I salari italiani sono i più bassi fra i Paesi membri del G20, calo dell’8,7% dal 2008

Bandiera italiana

Nel nostro Paese gli stipendi reali permangono inferiori di 8,7 punti percentuali rispetto ai livelli del 2008. Lo certifica l’ultimo Rapporto mondiale sui salari dell’Organizzazione internazionale del lavoro (Ilo), pubblicato in data si oggi, 25 marzo 2025. Questo dato consequenzialmente colloca l’Italia all’ultimo posto fra i Paesi membri del G20 in termini di crescita salariale nel lungo periodo.

Il documento dell’Ilo recita così: «L’Italia si distingue per una dinamica salariale negativa». In effetti la ripresa registrata nel 2024 non è stata sufficiente a recuperare le perdite subite negli anni di alta inflazione. Ne consegue che il potere d’acquisto dei salari rimane ampiamente eroso. Giulia de Lazzari, economista dell’Ilo evidenzia che «È il risultato peggiore tra le grandi economie mondiali».

Stando a quanto ha accertato l’Ilo, fra i Paesi a economia avanzata del G20, le perdite di salario reale dal 2008 al 2024 sono state dell’8,7% in Italia, del 6,3% in Giappone, del 4,5% in Spagna e del 2,5% nel Regno Unito. Un dato clamoroso e ampio in controtendenza è quello della Repubblica di Corea, che ha registrato un aumento salariale reale complessivo del 20%.

Ma c’è un ulteriore elemento chiave messo in risalto dall’Ilo è la produttività del lavoro. Dopo oltre due decenni (1999-2021) in cui i salari reali sono cresciuti più della produttività, dal 2022 si è invertita la tendenza: la produttività è aumentata più dei salari. Tuttavia, mentre nei Paesi ad alto reddito la produttività è salita in media del 30% dal 1999, in Italia essa è andata giù del 3%.

Non è una novità la perdita del potere d’acquisto degli stipendi in Italia, peggiore in confronto a quella di tutti gli altri Paesi europei. Però i nuovi dati diffusi oggi confermano come negli ultimi anni i recuperi siano stati modesti e insufficienti e il costo del lavoro per le imprese italiane rimanga notevolmente più basso rispetto a qualche anno fa.
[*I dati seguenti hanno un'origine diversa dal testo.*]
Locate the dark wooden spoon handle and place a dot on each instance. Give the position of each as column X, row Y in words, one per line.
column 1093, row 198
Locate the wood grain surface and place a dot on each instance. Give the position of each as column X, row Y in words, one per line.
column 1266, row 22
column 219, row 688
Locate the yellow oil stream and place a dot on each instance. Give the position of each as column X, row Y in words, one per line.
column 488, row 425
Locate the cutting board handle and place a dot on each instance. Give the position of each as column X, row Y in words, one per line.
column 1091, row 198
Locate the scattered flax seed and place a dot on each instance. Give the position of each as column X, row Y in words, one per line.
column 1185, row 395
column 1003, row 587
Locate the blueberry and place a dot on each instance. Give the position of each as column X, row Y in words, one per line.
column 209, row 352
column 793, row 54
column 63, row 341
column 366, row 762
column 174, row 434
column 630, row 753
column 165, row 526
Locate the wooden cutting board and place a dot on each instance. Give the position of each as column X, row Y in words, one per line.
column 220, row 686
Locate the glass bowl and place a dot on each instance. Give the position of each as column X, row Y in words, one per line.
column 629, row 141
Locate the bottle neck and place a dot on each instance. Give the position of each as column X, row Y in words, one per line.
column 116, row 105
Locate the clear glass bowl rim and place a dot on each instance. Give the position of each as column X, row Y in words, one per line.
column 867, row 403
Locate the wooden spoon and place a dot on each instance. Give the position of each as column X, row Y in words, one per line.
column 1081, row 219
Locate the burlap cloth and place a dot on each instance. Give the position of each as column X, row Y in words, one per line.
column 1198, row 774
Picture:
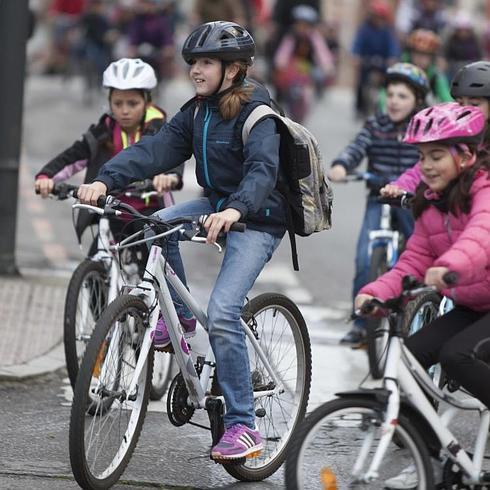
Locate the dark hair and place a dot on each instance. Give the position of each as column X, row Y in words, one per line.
column 231, row 102
column 457, row 196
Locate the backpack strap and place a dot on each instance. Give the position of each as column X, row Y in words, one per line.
column 260, row 112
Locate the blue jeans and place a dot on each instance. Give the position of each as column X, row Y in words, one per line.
column 245, row 256
column 371, row 221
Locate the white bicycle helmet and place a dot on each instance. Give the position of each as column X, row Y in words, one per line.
column 129, row 74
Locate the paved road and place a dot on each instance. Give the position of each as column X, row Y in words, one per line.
column 35, row 454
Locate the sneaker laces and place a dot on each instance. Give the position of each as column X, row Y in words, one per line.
column 230, row 434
Questo è un vantaggio competitivo per le aziende italiane, ma un grave problema per i lavoratori.

In sostanza, a subire la perdita maggiore del potere d’acquisto sono i lavoratori a basso reddito perché sono quelli che spendono la parte più importante del loro salario in beni e servizi di prima necessità, tipo l’alloggio, l’energia e i beni alimentari. Dice ancoraa l’Ilo: «Per questi lavoratori un adeguamento dei salari solo sulla base dell’Ipc generale, le cui variazioni sono state meno severe rispetto agli altri due indici, comporta una perdita di potere d’acquisto».

E ancora: «Nel caso dell’Italia dove non esiste un salario minimo legale i salari vengono fissati attraverso la contrattazione collettiva. Le retribuzioni orarie nominali calcolate su una media dei Ccnl negli ultimi 10 anni sono aumentate del 15%. I termini reali le retribuzioni hanno subito una perdita del 5% e prodotto un calo del potere d’acquisto dei lavoratori».

Duro è il commento di due europarlamentari del Movimento 5 Stelle, Pasquale Tridico e Carolina Morace che scrivono in una nota congiunta: «I dati del rapporto mondiale sui salari rappresentano una doccia fredda per la premier Meloni e la ministra Calderone, che finora hanno sempre negato l’emergenza salari da fame nel nostro Paese. Nell’ultimo triennio il caro energia e l’alta inflazione sui beni di primo consumo hanno provocato un crollo dei salari reali di oltre il 4%, una prova del fatto che l’azione del Governo per contrastare l’aumento dei prezzi è stata totalmente fallimentare».